The general default rule in international law is that the lex arbitri—i.e., the law of the place where arbitration is to take place (the seat)—governs the arbitration and the arbitration clause, while the choice-of-law provision governs the substantive provisions of the contract. As the United States Supreme Court explained in Mastrobuono v. Shearson Lehman Hutton, Inc., “the choice-of-law provision covers the rights and duties of the parties, while the arbitration clause covers arbitration; neither sentence intrudes upon the other.”

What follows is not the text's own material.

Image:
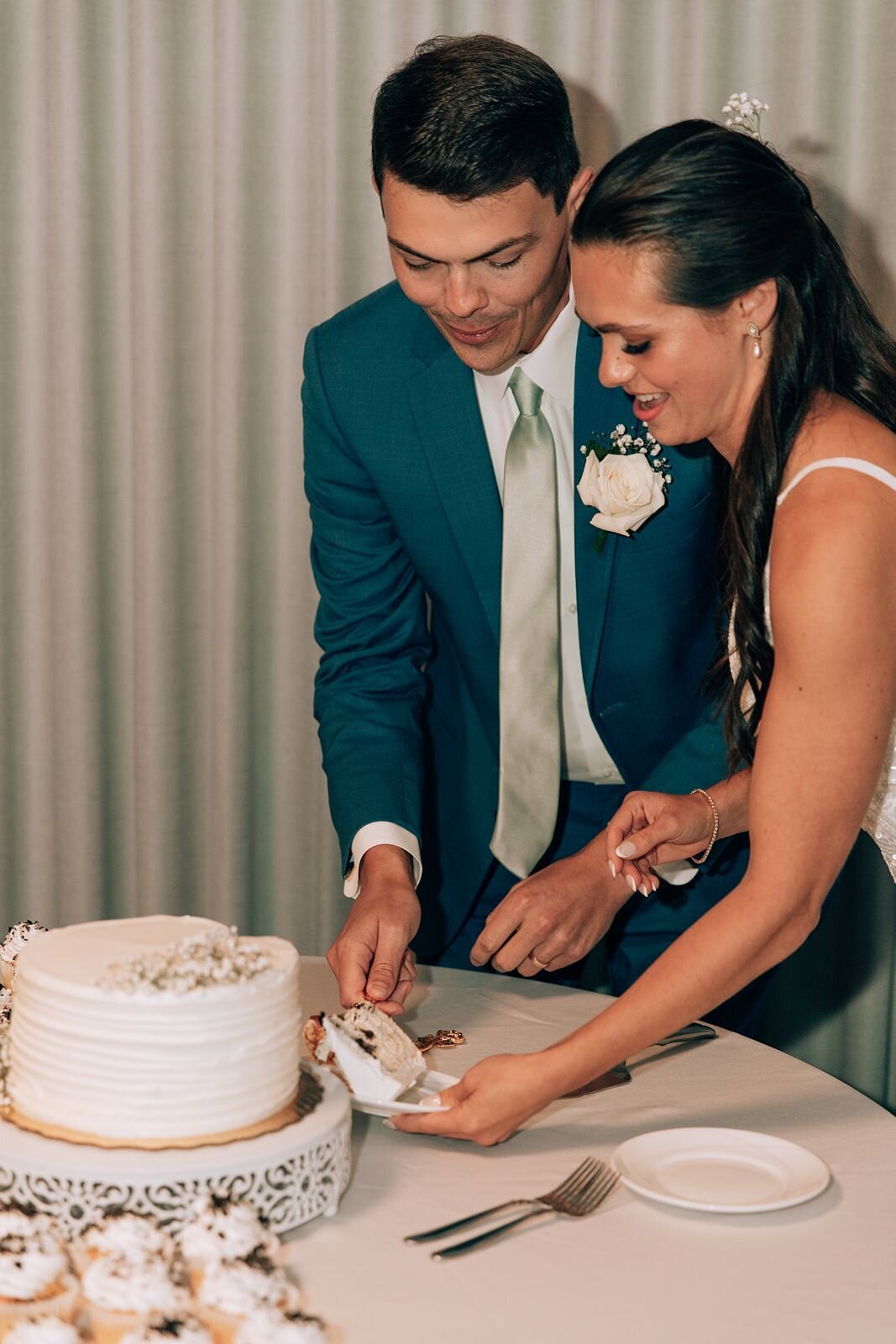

The United Kingdom Supreme Court, however, has thrown this default rule into question. In Kabab-Ji SAL v. Kout Food Group, the UK Supreme Court determined that, while the arbitration was held in Paris, because the choice-of-law provision required application of English law, English law governed the arbitration clause. This mattered because the defendant in the case, Kout Food Group, was not a signatory to the original contract, but had informally taken over performance of the contract and functionally become a party to the agreement. The arbitrators accepted that this provided jurisdiction over the defendant, and the French Courts agreed, rejecting an application to set aside the award in France. But the plaintiff then attempted to enforce the award in England, and the English Courts determined that English law should apply and rejected enforcement, determining that because the defendant was not a strict signatory to the agreement, they were not subject to arbitration. The UK Supreme Court explained that its default rule is that the substantive law of the contract will govern the arbitration agreement as well.
In certain cases, this decision will have a significant impact, particularly on who may be a party in the arbitration and on how the arbitration may be conducted. Contract drafters in particular may want to take note, and make sure to specify which law they want to be applicable to the arbitration agreement, as the default rule seemingly no longer applies for enforcement actions in the UK.